My understanding is that it is legal since it is just engineered to be (somewhat) compatible with ATmega328p but their difference are substantial if you deep dive.
It has a RISC core and its core instructions are quite different from ATmega328p. Most multi-cycle instructions are replaced by single-cycle instructions or less cycle instructions. And the core runs at 32Mhz from 1.8V-5.5V.
The peripheral registers are largely (backward) compatible with ATmega328. However, LGT has more or advanced peripherals.
- 2 16-bit timers, with capture and compare output
- ADC has 12 bits instead of 10.
- DAC, so you don't need PWM to emulate DAC.
- 9 high current PWM. 3 complementary PWM with dead band control.
- PGA 1x-32x differential amp. Which saved me 1 op-amp.
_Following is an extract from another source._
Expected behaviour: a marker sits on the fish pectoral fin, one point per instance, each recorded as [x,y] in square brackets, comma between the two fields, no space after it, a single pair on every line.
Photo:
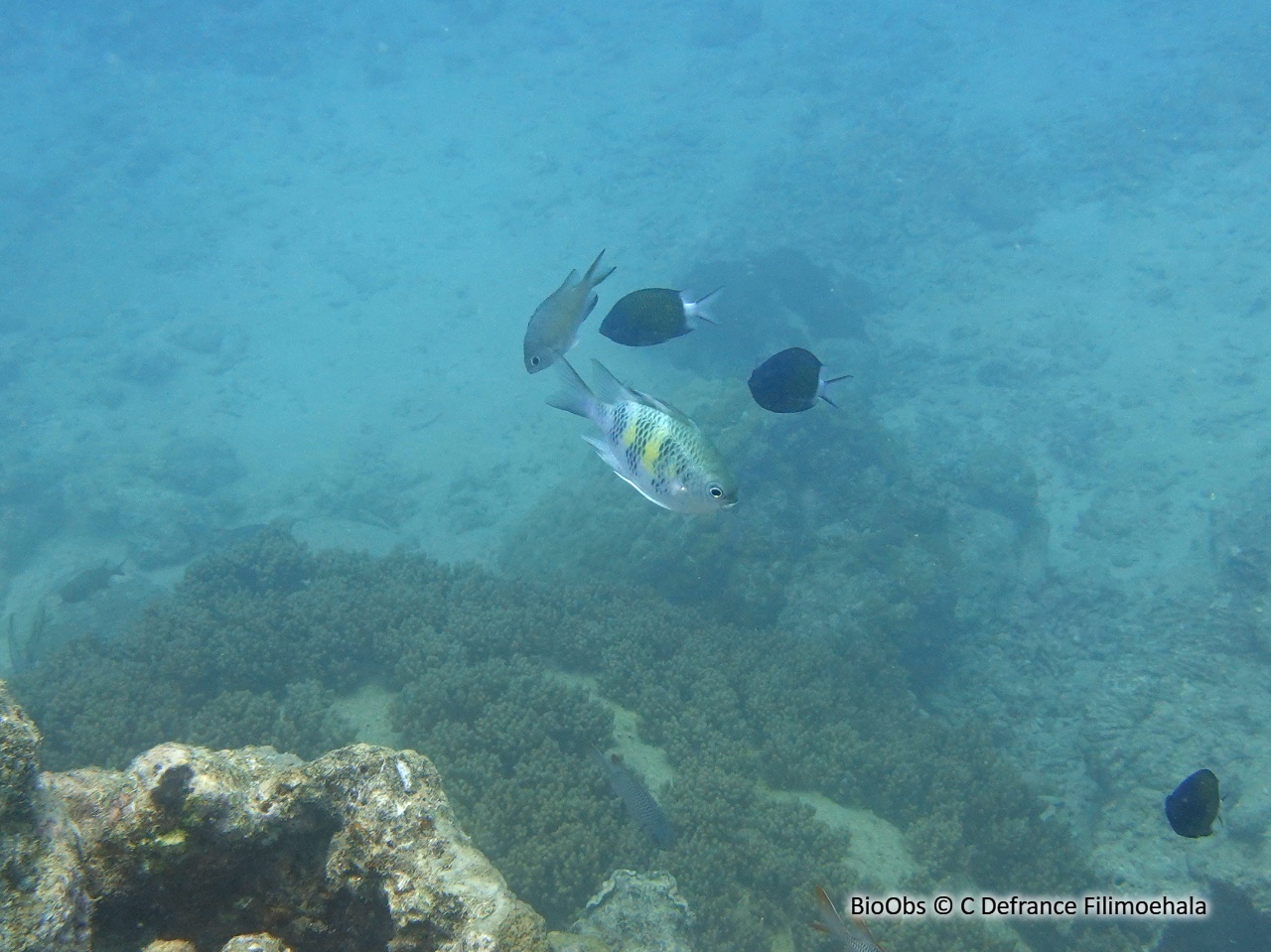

- 16 bit computing accelerator/Co-processor.
- High and adjustable current GPIO (so you can light up LEDs without current limiting resistors).
These peripherals provide lots of additional registers for control and status reporting that don't exist on ATmega.
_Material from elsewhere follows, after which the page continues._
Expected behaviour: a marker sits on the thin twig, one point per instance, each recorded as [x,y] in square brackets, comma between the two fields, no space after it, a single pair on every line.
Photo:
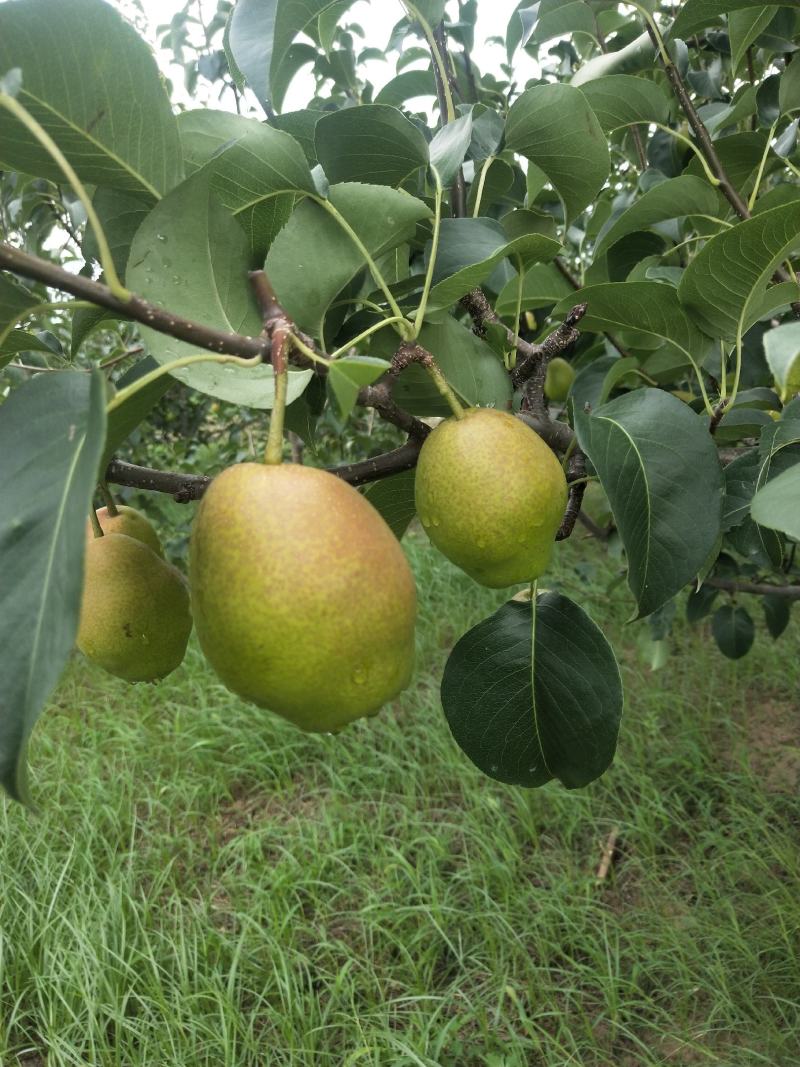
[137,308]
Development environment is also different. The best way for hobbyists to develop on this chip is either using LGT Arduino Core but not ATmega328 Arduino Core:
https://github.com/dbuezas/lgt8fx (Arduino IDE)
https://community.platformio.org/t/how-to-add-lgt8fx-board/13294 (PlatformIO) Or you can use their official SDK for development which is very different from AVR's environment.
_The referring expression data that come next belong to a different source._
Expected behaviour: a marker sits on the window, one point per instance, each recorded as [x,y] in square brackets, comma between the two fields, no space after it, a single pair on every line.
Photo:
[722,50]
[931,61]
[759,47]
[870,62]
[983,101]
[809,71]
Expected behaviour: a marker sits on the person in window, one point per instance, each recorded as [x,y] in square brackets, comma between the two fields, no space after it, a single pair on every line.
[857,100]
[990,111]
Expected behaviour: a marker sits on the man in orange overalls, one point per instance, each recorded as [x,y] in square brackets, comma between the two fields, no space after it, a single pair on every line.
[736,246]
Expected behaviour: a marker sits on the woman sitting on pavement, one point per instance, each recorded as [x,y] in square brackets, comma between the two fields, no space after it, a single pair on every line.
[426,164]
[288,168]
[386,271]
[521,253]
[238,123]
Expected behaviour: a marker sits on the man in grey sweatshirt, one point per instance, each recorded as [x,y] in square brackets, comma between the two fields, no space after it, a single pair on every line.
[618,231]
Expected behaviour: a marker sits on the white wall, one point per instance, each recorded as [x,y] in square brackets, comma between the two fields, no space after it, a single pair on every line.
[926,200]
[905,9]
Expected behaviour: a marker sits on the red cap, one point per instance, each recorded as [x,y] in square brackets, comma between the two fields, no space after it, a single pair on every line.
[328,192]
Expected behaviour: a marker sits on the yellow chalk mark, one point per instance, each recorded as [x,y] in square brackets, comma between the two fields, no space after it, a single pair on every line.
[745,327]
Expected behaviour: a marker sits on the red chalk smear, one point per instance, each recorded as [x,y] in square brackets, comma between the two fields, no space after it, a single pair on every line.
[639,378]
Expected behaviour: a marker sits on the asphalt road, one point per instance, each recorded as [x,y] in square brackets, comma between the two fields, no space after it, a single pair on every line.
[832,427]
LGT8F328p also has SSOP20 and LFP48 package offering smaller or larger number of GPIOs, which are not so well known by DIY community since they are not similar to ATmega328p.
So in general LGT is a different, forward engineered chip and highly unlikely a direct silicon clone copied by reverse engineering.
In general having peripheral registers and pin compatibility are not illegal, unless the IP core of the peripherals are stolen from ATmega328p. And since CPU instructions (and clock trees) are quite different, if assembly language is used for development, developer would likely feel they are two distinct MCUs. It is just that a C compiler and Arduino framework can hide those details and make them similar.
However, the laws and regulations differ across countries and states so I am not sure if that applied to all markets. And there is natural murkiness in what is an IP and what is not. In software, API similarity could result in infringement but in the world of MCU pin compatibility would not, despite they are both "interface similarity" issues.